Let’s face it. At this point, if you’re not somehow plugged into Twitter, you’re either asleep at the wheel, in complete denial, or my mother. For most people, the allure of real time news, spicy celebrity gossip, and an endless flow of whimsical trivialities from the Twitter pipe is simply irresistible. For marketers, however, Twitter is not all fun and games – especially when dollars, customer relationships, and brand credibility are on the line.

The month of August has been a rough one for Twitter, replete with major outages, security issues, and intermittent downtime. With the rocky road has been troubling to folks at Twitter, it has also spread serious waves throughout the Twitter ecosystem, inevitably impacting the numerous entities who rely on the resource on a regular basis. Close to home, the compete.com team experienced some of this pain during the heat of a Datanugget Friday session on August 7th (For those unfamiliar with Compete Datanugget Fridays, the idea is “Tweet us a domain and we’ll tweet you back a tasty datanugget for that site”). With nugget requests from our followers steadily flowing in, suddenly things screeched to a halt.

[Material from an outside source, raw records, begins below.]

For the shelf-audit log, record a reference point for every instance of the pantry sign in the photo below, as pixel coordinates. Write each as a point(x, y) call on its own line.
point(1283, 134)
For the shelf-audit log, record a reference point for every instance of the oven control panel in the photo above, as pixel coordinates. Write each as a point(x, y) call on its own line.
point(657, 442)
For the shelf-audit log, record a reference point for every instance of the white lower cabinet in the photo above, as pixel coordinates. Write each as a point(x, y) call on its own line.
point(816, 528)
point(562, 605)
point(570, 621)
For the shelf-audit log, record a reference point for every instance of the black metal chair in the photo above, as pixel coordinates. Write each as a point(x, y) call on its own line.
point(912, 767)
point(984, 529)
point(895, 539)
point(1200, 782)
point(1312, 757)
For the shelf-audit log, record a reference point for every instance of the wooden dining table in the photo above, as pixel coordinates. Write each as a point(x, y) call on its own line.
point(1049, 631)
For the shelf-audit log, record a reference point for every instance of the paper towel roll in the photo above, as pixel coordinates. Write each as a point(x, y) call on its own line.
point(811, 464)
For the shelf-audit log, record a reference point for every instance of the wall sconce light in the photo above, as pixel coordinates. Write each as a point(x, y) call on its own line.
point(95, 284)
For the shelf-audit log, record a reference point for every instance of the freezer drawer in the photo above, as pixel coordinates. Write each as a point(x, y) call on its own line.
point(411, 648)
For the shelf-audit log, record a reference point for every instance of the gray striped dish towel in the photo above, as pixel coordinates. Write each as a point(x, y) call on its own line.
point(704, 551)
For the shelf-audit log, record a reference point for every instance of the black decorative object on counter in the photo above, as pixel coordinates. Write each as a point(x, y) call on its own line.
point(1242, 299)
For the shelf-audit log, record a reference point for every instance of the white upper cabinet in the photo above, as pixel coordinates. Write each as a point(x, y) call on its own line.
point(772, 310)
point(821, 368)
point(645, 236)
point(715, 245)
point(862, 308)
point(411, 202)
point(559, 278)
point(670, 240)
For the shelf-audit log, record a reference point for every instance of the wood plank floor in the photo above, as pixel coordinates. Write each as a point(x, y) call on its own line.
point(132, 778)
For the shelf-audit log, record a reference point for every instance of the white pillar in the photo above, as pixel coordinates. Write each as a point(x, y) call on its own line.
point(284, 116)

Twitter outage straight up killed our Datanugget Frida¬¬¬y and all those positive brand interactions.

Using Daily metrics from Compete PRO, I took a look at the August outages to understand how they impacted the biggest sites directly dependent upon Twitter. Checking out Daily Reach for Twitter’s own status page, status.twitter.com, we’re able to easily identify the specific dates when Twitter was down by traffic to the page, as people sought answers and updates on August 6-7 and again on August 11th.

So with Twitter down and out, which sites took the fall? The Daily Attention data below show that time spent on popular sites twitpic.com, bit.ly, ow.ly on these days was way down from normal levels.

If you’re a marketer married to Twitter, or a site that feeds off the service, how do you avoid getting dragged into the mire? It’s sort of like learning to live without electricity for a little while. No perfect solution right now, but fire up the generator and get creative with some other channels. If all else fails, light some candles, grab a blanket, and wait for the lights to go back on.